A trama da série (e do livro) desenvolve uma a história de cinco mulheres que vivem em uma cidade pequena da Califórnia (originalmente Austrália), cujos filhos estudam juntos, na primeira série da escola municipal. A mini-serie fala sobre relacionamentos: entre as mulheres, entre as crianças, entre as mães, entre o marido e a mulher e, talvez em sua manobra mais maestral, fala da relação entre o telespectador e a história. Esta última que é contada através de sete episódios semanais. A quantidade certa na mídia certa.

Exibido uma vez por semana pela HBO, a escolha de dividir a história em sete partes exibidas semanalmente da ao telespectador a oportunidade de se envolver profundamente com cada personagem. Não há dúvidas que bingewatching é a febre do momento e que causa enorme burburinho. São muitos aqueles que consomem conteúdo de uma só vez, e por mais que essa moda acenda os holofotes para o material, ele também é mais facilmente esquecido. Ao decidir contar essa história da maneira clássica, liberando o conteúdo aos poucos, a HBO fidelizar o público e nutre naquele que assiste uma relação com o programa que torna a mensagem mais impactante.

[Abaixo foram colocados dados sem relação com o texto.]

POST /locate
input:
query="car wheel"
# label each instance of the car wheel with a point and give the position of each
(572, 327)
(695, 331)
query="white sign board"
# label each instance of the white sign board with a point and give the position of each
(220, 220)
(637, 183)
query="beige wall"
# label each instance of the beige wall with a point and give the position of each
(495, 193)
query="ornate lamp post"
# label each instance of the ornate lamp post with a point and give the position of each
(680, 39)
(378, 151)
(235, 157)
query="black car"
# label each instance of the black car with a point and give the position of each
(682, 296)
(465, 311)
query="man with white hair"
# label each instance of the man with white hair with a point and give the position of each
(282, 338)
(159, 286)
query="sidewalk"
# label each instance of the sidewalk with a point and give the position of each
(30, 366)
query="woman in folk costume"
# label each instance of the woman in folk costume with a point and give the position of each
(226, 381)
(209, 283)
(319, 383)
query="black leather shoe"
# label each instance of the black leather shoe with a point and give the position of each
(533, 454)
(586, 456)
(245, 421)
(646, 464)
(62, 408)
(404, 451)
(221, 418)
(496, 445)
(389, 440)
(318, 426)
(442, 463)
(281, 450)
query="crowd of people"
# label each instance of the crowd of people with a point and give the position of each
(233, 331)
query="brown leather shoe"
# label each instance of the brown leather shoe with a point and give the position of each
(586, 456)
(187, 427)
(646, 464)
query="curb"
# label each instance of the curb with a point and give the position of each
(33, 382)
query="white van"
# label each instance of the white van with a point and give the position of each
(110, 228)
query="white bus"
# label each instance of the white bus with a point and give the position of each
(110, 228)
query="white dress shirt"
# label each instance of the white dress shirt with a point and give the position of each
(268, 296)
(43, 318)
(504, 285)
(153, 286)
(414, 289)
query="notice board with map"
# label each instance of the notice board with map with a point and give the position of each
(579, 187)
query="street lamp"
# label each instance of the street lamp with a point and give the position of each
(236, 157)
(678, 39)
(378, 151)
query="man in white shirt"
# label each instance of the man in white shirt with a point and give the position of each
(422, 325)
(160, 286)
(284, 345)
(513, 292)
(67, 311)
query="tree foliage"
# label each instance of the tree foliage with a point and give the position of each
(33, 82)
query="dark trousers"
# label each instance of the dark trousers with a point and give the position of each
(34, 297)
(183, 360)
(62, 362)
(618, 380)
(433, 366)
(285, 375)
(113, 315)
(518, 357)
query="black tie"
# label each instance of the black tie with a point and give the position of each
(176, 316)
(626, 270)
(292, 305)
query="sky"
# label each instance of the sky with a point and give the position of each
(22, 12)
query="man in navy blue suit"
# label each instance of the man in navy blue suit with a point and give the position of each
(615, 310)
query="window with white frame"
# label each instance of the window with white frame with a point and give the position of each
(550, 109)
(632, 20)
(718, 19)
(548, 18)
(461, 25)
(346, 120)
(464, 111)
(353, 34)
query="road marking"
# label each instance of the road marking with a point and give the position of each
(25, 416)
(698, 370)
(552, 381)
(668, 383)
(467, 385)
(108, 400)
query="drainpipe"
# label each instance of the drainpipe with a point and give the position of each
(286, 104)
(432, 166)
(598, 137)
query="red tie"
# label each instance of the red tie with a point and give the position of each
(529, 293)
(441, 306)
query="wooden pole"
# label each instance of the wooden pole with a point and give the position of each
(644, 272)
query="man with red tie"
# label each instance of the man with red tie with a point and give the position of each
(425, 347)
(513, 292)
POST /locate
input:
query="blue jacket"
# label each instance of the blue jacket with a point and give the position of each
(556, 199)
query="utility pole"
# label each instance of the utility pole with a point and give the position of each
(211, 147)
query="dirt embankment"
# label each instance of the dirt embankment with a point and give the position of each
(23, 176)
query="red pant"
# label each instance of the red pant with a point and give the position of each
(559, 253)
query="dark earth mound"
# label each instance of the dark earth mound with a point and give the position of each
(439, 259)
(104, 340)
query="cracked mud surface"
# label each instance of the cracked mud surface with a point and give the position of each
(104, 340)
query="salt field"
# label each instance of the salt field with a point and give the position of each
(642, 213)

Assim como muitas outras, a minissérie se inicia com um assassinato, mas diferente do que vimos até agora, não sabemos quem morreu (e honestamente não nos preocupamos muito com isso) até o último episódio. Big Little Lies é tanto sobre o final, quanto sobre o caminho. Quem morreu e quem matou são tão importantes quanto todas as razões que levaram ao grande ato final. Me arrisco a dizer, inclusive, que o final se engrandece devido ao caminho percorrido. A cena da grande revelação é desprovida de diálogo e mesmo assim fala com a alma daquele que assiste.

Em parte, o mérito da série vai por envolver o telespectador em assuntos que ele não imagina, com a premissa de algo leve. Sem nunca forcar a mão, a série te obriga a pensar e repensar. Vezes e vezes novamente. Assim como segue a edição que vai, volta, vai e volta novamente. Vemos memórias como flashes, em cortes secos e desconexos. É um corte feito, sim, para o telespectador que já foi educado a consumir conteúdo audiovisual. O diretor não está preocupado em escrever para o telespectador o que está acontecendo, mas o obriga a juntar as peças. Falando de corte e montagem, o final do episódio 5 é uma obra prima de edição. Os episódios seis e sete poderiam ser um filme cada um. E de certa maneira são.

Outro aspecto que contribui para essa sensação de estar no cinema,  é a linguagem cinematográfica adotada pela direção de fotografia. Iluminação, paleta de cores e enquadramentos que condensam ao mesmo tempo intimidade e frieza, cores quentes e escuras, que retratam a personalidade dos personagens (que parecem ser abertos mas na verdade são muito fechados). Um exemplo da preocupação da imagem servir à história é o fato de eles filmarem muitas cenas em planos aberto, ou onde vemos somente as costas dos personagens. Não os conhecemos. E menciono, novamente, a HBO como a mídia correta para fazer esse serviço: que outra emissora seria agressiva o suficiente para ter Witherspoon, Kidman e Shailane Woodley e gravar cenas inteiras no carro onde a câmera está no banco de trás? 

Sobre esta série, o que me resta a dizer é: parabéns e muito obrigada.